Remember Deng's famous quote - "It doesn't matter whether it is a black cat or a white cat, as long as it catches mice." This is the supreme lesson in pragmatism.

China's Oil Rig
So, time to bully thy neighbour again. Plant a rig and watch the fun.

Lesson number 1 - In Life, The Strong Bully The Weak. Get Used To It.

Vietnam's Response Wasn't Too Bad In Theory
Now this part is exciting. Vietnam knew she couldn't do anything to stop the rig. If her Navy were stronger, perhaps she could send out her ships to harrass the rig and use all sorts of other tricks to impede the progress. But the Vietnamese Navy isn't capable of that, and China knows it.

So Vietnam decided to burn Chinese factories in Vietnam.  Yeah baby, let the mobs and the hordes loose. Fuel their anger. It is a logical move. Vietnam was prepared to use civil unrest, within its own country, to try to make a statement to China. Burn their factors, hurt their private sector and state companies even if it meant that Chinese would cut back on investments.

Yes, Vietnam was desperate, I think. They couldn't think of any other way and decided to use this somewhat risky method.
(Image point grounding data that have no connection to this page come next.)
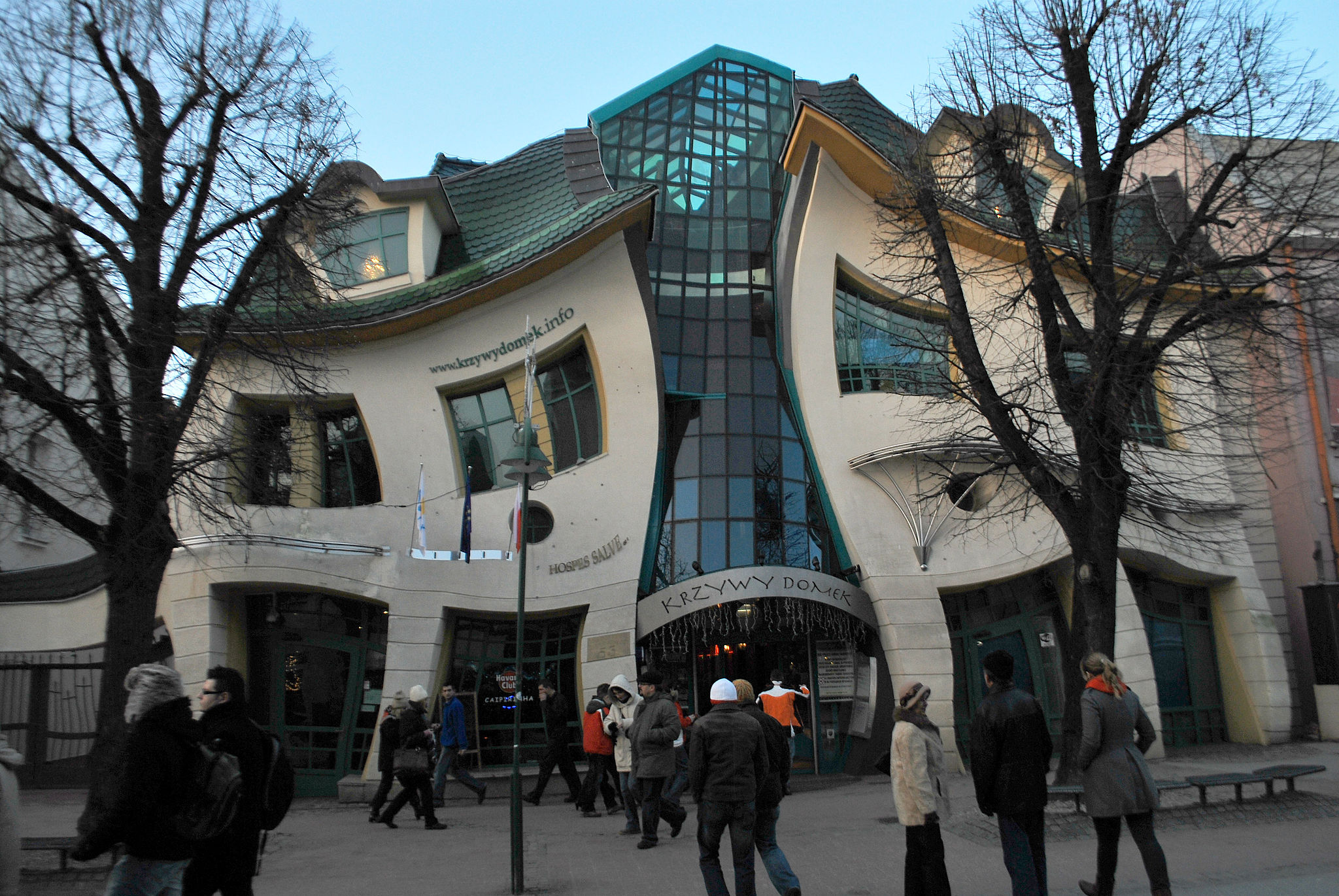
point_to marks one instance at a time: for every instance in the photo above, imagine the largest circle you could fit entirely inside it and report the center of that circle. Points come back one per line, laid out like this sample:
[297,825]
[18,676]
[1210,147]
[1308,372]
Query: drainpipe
[1318,425]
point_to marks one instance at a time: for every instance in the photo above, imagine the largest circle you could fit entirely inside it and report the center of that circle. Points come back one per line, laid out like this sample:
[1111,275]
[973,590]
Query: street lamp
[528,465]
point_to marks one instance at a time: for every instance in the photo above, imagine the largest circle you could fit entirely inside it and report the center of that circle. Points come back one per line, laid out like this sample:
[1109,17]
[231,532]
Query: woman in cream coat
[919,792]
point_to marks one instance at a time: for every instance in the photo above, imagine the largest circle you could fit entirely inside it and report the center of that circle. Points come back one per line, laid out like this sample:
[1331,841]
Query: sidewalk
[841,842]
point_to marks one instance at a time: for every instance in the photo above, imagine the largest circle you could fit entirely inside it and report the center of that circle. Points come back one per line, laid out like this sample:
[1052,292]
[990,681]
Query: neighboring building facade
[737,412]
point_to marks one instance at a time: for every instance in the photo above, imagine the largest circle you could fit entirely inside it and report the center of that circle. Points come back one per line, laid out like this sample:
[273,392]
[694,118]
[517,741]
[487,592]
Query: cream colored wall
[840,227]
[399,398]
[66,625]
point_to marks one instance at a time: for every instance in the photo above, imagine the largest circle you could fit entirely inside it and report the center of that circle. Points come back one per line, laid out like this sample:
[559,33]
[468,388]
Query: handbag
[411,759]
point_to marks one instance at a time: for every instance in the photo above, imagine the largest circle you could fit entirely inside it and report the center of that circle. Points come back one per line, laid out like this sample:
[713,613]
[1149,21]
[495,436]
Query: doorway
[1022,618]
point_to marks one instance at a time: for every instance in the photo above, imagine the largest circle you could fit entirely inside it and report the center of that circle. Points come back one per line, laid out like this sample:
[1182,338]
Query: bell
[525,458]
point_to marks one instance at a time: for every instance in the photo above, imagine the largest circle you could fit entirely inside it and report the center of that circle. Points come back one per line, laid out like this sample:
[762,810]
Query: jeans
[1109,843]
[774,860]
[627,784]
[224,864]
[413,782]
[598,765]
[1023,837]
[560,755]
[146,876]
[924,874]
[448,765]
[654,806]
[713,820]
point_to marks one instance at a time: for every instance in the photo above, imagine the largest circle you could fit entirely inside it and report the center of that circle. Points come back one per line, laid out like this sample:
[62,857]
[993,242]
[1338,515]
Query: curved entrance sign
[751,583]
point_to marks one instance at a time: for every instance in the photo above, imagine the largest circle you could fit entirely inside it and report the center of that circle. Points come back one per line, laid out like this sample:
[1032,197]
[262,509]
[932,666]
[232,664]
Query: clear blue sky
[484,79]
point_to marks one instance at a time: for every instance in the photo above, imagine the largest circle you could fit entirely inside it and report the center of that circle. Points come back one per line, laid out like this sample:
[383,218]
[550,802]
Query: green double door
[1033,640]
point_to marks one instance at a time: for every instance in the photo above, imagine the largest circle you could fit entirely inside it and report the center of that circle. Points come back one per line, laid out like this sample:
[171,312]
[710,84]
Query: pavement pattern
[841,842]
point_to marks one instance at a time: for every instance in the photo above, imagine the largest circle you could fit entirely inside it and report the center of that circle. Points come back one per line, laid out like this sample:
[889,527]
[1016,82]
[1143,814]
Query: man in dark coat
[728,763]
[414,736]
[390,741]
[153,774]
[557,713]
[1011,755]
[654,763]
[228,861]
[770,792]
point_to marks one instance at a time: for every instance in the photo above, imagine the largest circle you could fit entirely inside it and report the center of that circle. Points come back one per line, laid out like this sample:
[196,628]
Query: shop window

Either that, or they were foolish and didn't think through the consequences of using a mob of 10,000 people.

Lesson number 2 - Policy is only as good as execution.
The execution was utterly dismal.  Turns out that their mobs and their hordes were either insufficiently briefed, or got carried away, or were just plain stupid that they indiscriminately burnt the factories they came across, including those belonging to countries like Singapore.  Some reports indicate that they mistook


There is absolutely no reason at all why the Vietnamese Government would have asked their mobs to non-Chinese factories. It is shooting themselves in the foot many times over. But it happened. Why? We can only speculate what caused this snafu, but my pet theory is poor execution.
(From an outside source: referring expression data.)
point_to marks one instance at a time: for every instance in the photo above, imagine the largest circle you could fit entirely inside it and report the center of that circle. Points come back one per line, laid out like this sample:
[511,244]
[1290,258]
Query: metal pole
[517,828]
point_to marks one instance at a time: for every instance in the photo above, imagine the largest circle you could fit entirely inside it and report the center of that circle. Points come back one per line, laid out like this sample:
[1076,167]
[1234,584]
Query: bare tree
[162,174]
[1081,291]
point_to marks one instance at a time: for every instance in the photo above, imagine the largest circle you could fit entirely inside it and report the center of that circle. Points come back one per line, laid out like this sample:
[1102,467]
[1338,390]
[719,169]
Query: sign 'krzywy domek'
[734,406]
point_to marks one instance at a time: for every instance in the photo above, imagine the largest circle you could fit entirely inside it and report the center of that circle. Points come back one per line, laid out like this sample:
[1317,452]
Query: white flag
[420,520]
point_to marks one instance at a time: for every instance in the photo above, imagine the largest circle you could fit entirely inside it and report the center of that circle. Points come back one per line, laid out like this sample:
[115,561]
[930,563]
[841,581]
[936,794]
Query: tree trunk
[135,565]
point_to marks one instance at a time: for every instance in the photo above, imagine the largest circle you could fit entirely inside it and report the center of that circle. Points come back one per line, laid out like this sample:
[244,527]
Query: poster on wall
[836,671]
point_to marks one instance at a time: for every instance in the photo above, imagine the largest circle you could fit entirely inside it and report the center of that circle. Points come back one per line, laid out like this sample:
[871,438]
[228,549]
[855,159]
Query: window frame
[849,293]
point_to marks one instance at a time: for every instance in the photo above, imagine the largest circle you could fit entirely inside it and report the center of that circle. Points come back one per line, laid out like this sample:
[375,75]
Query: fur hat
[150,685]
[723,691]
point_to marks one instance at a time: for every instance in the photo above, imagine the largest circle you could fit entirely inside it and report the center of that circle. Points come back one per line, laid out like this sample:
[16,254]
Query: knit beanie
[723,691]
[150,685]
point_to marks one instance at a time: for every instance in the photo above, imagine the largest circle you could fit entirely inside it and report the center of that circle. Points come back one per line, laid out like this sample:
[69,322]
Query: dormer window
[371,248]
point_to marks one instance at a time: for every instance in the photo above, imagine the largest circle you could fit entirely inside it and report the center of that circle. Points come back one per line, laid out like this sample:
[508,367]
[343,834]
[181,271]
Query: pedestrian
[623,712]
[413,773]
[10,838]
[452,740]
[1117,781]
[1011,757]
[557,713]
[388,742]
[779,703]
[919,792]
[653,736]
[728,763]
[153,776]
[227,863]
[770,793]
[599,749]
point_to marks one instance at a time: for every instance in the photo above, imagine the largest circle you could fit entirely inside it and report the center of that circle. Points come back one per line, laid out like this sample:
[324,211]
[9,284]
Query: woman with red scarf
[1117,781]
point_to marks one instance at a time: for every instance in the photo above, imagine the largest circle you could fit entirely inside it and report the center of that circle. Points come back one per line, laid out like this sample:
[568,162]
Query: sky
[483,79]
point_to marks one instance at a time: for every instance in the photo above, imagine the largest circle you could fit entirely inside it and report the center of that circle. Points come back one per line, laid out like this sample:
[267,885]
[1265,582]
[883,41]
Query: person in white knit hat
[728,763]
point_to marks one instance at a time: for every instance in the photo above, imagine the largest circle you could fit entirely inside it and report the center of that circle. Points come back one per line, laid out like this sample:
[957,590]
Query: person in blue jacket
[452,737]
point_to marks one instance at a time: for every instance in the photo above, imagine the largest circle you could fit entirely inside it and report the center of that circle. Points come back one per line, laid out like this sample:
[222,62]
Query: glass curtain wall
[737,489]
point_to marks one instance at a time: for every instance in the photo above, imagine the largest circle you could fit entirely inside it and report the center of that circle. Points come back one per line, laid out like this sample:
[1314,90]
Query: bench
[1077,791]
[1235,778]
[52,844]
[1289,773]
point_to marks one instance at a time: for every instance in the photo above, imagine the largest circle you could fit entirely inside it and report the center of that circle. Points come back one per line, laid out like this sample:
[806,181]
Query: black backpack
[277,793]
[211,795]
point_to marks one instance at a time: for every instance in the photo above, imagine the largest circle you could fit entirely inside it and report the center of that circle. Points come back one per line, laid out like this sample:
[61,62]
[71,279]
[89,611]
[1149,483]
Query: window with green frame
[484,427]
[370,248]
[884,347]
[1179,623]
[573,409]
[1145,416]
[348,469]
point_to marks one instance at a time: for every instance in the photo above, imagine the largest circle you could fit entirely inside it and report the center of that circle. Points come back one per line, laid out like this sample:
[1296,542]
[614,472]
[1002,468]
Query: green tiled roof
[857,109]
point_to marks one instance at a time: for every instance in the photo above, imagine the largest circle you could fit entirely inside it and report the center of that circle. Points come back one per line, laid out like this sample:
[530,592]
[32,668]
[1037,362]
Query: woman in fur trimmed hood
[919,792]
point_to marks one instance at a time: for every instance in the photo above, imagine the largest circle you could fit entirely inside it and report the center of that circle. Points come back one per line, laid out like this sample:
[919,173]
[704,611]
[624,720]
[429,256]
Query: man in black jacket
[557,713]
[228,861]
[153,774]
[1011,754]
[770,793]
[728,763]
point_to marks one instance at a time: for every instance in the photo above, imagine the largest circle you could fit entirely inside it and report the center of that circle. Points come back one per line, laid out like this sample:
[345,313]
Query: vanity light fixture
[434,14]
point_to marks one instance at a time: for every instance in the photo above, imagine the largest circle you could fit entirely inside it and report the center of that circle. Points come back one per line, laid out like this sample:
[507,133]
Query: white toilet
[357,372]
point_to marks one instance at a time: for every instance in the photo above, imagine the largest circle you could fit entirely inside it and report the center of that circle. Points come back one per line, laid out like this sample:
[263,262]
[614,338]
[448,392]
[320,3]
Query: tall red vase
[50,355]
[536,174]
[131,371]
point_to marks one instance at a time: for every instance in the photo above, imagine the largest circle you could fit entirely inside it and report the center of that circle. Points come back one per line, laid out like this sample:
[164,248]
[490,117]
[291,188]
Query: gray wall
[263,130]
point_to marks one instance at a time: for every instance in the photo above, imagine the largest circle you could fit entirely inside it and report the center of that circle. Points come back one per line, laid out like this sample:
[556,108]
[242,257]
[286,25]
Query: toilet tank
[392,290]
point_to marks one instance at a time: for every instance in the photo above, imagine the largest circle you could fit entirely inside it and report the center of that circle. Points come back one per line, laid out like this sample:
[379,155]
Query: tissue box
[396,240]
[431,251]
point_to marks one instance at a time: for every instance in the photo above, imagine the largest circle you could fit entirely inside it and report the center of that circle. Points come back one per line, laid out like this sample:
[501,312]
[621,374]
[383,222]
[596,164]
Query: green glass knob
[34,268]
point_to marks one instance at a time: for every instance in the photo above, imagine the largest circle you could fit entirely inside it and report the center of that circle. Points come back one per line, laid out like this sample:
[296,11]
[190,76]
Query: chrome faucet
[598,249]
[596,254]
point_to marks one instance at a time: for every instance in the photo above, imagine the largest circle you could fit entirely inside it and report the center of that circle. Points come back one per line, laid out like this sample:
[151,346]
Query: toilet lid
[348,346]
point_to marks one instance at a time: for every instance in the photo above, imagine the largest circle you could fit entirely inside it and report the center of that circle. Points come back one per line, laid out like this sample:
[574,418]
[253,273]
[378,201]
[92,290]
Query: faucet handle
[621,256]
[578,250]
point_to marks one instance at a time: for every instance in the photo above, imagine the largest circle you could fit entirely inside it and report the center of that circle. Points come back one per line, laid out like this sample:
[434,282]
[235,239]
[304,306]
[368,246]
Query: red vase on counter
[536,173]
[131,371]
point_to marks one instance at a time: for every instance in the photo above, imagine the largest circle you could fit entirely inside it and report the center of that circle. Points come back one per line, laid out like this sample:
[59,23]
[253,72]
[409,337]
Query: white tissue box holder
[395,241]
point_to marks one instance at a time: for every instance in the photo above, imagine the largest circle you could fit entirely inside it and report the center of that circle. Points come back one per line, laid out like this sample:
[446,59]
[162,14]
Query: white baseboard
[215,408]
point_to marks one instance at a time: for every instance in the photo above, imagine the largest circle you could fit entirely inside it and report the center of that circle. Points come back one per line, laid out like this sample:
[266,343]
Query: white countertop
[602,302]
It could have gone like this. The top man could have passed down the orders to burn Chinese factories. The middle man told his ground commanders to rally the wokers to burn Chinese factories. The ground commanders rallied their troops and started to burn factories. Chinese or not? Who cares. Talk about careful target selection.

China Has The Last Laugh
I can only imagine the Chinese leadership falling out of their chairs, shrieking in laughter at the scale of absolute incompetence that their Vietnamese counterparts have shown.

Whoever proposed this daring ploy to place the rig would now be in line for a double promotion. Not only has the mission succeeded, it has had the knock-on effect of showing to the whole world how useless the Vietnamese Government and bureaucracy is. They can't even if organize a proper factor burning without burining the "correct" factories.
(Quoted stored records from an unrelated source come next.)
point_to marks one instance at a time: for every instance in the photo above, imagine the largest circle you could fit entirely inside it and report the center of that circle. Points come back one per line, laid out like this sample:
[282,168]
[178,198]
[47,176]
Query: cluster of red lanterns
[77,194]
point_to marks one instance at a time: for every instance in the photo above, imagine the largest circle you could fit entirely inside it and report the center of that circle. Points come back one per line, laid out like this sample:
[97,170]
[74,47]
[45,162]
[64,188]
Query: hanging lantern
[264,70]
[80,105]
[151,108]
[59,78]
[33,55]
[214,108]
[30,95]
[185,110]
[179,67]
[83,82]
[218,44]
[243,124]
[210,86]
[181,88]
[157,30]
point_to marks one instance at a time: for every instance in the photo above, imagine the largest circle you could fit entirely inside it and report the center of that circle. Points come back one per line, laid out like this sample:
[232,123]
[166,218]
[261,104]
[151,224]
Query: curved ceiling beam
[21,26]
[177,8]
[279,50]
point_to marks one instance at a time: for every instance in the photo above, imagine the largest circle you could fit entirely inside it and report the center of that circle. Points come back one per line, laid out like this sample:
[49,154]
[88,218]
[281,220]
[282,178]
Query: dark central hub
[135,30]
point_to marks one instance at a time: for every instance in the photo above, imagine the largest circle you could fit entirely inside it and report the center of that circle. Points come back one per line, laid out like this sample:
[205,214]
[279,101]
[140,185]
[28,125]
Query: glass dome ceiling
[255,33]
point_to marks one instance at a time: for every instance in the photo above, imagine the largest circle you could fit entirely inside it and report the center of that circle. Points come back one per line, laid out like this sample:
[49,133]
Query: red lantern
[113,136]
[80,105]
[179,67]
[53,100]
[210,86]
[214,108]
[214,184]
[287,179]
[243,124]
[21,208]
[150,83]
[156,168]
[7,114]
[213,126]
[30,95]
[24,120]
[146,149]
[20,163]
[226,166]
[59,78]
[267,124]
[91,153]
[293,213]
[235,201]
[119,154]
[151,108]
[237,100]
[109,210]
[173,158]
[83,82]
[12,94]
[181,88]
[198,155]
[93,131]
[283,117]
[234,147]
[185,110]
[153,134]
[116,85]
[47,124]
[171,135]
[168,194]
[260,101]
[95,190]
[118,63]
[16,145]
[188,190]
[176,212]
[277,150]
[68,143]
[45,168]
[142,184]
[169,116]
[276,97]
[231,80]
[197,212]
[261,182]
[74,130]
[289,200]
And The Joke Is Not Just on Vietnam 
Lest we in Singapore think that this event has little impact on us, be mindful that the joke is not just on Vietnam, but on the whole of ASEAN.  Be aware that China staged this provocation a week before an ASEAN summit.  Who cares about ASEAN anyway.  Check out this next blog piece, citing some sharp insights from the Economist magazine, where the "Asean Way" has been mocked.

Geez.

At the rate this is going, we'd all be speaking Mandarin-Chinese very soon.

 我会讲华语,你会吗?

Happy Investing!

1 comment:

  1. And just a couple of years ago, it is the Chinese, Taiwanese and Korean investors who said Vietnamese labor costs are so much cheaper. But the qualititative problems is unimaginable. I was nearly caught there too as my friends were setting up factories there. I chickened out last minute. Then I thought the red tapes and invisible expenditures were too risky.